Even with all this opposition to conversion therapy, there is still no nationwide ban on the practice, so some state, county and city leaders have taken it upon themselves to get it banned at local levels, including right here in the Bay area.

The Tampa City Council voted unanimously April 6 to ban the practice of conversion therapy on minors. The ordinance was originally proposed by Tampa Councilman Guido Maniscalco earlier this year and had its first reading March 16.

Tampa LGBTQ activist Kate Connolly rallied support early on to get the ordinance to pass.

“I had been aware that Guido Maniscalco proposed it. Just from being a part of the political scene, I was hearing a lot of apathy and disbelief that it could ever be banned in the city of Tampa; that it was unlikely and would just open the city up to lawsuits,” Connolly says. “I was very disappointed that people I call “haters” showed up at the proposal of the ordinance, and they were the only ones to make public comment. There were no supporters of the ban, nobody from the LGBTQ community. So I rallied around that because I didn’t want those haters to be the only ones to be making comment.”

Connolly rallied the troops, and by the ordinance’s first reading, members of the LGBTQ community came out to not only support the proposed ban but to also give public comment on it.

“I think this was important, if at the very least, as a symbolic gesture to make sure that the LGBTQ community knows that Tampa is a safe and welcoming place for them, especially the youth, because the homeless and substance abuse rates in the Tampa Bay area for LGBTQ youth are rising,” Connolly says. “It was a statement to the small, core group of people in Tampa Bay who were practicing [conversion therapy] and proud of it.”

The city council voted unanimously at both the first and second reading to pass the ban in Tampa. In fact, the only discussion in adjusting the proposed ban was to strengthen the punishment against those who broke it.

“They are the highest proposed fines in the states of Florida,” Connolly says. “Even more than the bans down in South Florida.”

The unanimously approved measure punishes mental health professionals who offer the therapy to minors with a fine up to $1,000 for the first offense and fines up to $5,000 for repeat offenders. There is an exemption in the ordinance for anyone affiliated with religious organizations who are not licensed therapists. The fines will also not be imposed for therapists working with adults who wish to undergo a form of the therapy.

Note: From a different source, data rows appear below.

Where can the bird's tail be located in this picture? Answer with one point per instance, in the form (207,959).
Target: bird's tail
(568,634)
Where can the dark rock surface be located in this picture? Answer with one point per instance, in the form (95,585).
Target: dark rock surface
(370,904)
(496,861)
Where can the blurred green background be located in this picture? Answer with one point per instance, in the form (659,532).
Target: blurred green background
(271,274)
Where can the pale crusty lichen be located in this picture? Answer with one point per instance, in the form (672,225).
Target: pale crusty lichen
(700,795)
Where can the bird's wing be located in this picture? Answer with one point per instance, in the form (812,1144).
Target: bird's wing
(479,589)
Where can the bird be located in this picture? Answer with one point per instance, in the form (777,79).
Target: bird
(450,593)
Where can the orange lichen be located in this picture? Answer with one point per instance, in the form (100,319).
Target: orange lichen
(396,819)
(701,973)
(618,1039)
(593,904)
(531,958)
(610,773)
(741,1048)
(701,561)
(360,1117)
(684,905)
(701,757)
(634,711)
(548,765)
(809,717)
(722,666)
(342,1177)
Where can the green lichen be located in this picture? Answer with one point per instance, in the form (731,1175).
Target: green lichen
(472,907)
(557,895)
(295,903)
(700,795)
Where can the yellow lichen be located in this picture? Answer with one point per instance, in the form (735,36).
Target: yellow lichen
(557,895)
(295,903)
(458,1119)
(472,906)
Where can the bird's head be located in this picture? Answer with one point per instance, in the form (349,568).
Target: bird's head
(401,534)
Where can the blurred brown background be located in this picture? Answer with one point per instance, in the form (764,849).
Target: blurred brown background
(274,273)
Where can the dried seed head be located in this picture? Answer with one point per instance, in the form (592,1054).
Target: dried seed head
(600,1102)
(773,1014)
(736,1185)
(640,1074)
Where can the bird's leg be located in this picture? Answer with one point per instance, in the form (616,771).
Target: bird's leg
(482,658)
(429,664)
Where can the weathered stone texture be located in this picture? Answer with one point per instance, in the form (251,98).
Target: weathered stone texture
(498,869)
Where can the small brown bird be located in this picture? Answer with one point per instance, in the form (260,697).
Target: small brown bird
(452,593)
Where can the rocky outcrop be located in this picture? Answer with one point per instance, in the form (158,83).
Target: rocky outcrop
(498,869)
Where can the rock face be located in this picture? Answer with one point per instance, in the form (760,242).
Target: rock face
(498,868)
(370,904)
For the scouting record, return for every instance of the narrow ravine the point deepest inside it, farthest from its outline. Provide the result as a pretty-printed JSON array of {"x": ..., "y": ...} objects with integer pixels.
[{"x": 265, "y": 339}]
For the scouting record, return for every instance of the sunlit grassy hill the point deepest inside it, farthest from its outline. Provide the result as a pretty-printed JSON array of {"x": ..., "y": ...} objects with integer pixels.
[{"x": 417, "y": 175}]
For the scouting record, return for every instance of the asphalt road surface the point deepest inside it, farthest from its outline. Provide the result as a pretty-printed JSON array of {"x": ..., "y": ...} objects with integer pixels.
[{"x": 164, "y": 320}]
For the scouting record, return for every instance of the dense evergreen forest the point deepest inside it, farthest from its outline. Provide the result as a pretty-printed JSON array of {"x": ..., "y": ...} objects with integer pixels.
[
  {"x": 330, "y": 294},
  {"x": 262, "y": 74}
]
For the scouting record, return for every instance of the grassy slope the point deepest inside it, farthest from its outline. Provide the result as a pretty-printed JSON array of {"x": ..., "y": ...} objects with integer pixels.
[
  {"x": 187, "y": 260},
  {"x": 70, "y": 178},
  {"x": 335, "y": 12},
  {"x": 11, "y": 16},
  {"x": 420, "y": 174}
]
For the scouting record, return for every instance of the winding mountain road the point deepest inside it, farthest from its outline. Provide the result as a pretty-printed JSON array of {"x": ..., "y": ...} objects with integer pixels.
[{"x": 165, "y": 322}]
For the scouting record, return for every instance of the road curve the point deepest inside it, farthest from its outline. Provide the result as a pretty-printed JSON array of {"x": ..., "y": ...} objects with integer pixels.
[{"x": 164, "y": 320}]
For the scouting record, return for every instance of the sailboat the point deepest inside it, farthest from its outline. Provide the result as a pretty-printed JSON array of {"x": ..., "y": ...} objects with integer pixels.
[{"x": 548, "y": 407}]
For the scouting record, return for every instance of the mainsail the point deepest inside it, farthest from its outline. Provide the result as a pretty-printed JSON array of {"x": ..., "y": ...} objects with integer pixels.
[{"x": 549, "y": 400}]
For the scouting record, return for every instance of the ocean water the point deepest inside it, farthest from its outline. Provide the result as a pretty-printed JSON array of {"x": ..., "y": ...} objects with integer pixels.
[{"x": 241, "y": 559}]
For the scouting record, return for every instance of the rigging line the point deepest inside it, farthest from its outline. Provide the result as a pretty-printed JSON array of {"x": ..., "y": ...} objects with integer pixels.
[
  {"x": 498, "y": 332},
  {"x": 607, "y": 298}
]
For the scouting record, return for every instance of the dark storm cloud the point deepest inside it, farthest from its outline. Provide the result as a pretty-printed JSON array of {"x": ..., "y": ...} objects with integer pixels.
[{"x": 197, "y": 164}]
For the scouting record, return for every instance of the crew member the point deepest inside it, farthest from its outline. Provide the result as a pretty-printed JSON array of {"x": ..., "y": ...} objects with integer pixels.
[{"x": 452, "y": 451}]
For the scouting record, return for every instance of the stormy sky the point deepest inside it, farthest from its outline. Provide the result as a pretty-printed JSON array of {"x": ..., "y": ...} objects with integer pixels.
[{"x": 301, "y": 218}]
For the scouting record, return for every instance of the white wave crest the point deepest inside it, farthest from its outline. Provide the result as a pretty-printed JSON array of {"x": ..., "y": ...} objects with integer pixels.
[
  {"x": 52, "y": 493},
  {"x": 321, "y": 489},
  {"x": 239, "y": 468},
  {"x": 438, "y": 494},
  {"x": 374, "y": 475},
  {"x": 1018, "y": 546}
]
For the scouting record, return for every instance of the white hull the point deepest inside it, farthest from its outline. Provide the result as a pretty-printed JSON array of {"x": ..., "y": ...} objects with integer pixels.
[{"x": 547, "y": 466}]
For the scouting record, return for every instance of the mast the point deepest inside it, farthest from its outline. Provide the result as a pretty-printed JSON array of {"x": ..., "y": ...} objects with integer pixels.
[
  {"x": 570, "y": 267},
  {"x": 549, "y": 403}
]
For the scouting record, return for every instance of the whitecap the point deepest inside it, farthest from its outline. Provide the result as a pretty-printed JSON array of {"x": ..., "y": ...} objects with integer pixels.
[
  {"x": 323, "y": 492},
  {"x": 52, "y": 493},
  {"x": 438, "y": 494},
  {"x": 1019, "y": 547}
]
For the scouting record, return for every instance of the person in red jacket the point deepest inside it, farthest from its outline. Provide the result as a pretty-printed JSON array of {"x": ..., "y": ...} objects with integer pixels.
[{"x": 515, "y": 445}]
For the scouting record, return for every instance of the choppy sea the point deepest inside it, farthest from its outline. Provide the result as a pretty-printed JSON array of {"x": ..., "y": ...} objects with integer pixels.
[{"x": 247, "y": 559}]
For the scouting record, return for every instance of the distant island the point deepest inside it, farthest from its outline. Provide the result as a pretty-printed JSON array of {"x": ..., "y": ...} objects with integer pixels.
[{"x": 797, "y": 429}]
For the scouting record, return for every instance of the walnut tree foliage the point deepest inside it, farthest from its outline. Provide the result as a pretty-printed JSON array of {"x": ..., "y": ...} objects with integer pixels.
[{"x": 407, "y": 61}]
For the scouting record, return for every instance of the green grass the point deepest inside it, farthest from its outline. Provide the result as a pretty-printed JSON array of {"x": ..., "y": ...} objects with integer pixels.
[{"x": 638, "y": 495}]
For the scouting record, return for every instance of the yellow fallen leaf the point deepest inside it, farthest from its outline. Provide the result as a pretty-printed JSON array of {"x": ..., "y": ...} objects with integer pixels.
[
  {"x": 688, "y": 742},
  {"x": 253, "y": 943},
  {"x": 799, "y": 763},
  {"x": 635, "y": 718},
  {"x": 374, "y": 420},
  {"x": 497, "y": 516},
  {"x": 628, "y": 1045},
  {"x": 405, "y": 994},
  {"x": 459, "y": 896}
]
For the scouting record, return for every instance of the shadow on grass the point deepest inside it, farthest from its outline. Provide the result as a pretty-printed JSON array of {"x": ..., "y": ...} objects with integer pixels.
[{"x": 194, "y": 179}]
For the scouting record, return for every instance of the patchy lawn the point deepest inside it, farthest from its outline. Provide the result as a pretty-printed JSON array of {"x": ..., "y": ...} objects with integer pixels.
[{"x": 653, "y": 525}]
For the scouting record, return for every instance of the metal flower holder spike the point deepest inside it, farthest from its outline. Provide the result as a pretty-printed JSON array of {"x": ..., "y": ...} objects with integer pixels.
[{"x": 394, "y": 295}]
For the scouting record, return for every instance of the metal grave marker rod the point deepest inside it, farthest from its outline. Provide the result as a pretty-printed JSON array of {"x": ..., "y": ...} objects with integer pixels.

The same day the Tampa ordinance passed, St. Petersburg city councilmember Steve Kornell proposed a similar ordinance that would ban conversion therapy in his city. Kornell proposed a ban last year but it did not go anywhere.

“I’m not sure if Steve was planning to reintroduce the St. Pete ban again this year before we got it to pass in Tampa, but I definitely think that our ban is going to help gain him support in his efforts,” Connolly says. “He did tell me that he was very pleased that it went through in Tampa because that it made a case to ban it in St. Pete.”

Bans on conversion therapy are recognized in six states —California, Oregon, New Mexico, Illinois, New Jersey and Vermont— the District of Columbia and 15 other cities; including 10 in the state of Florida. Tampa is the first Florida city outside of South Florida to pass a conversion therapy ban.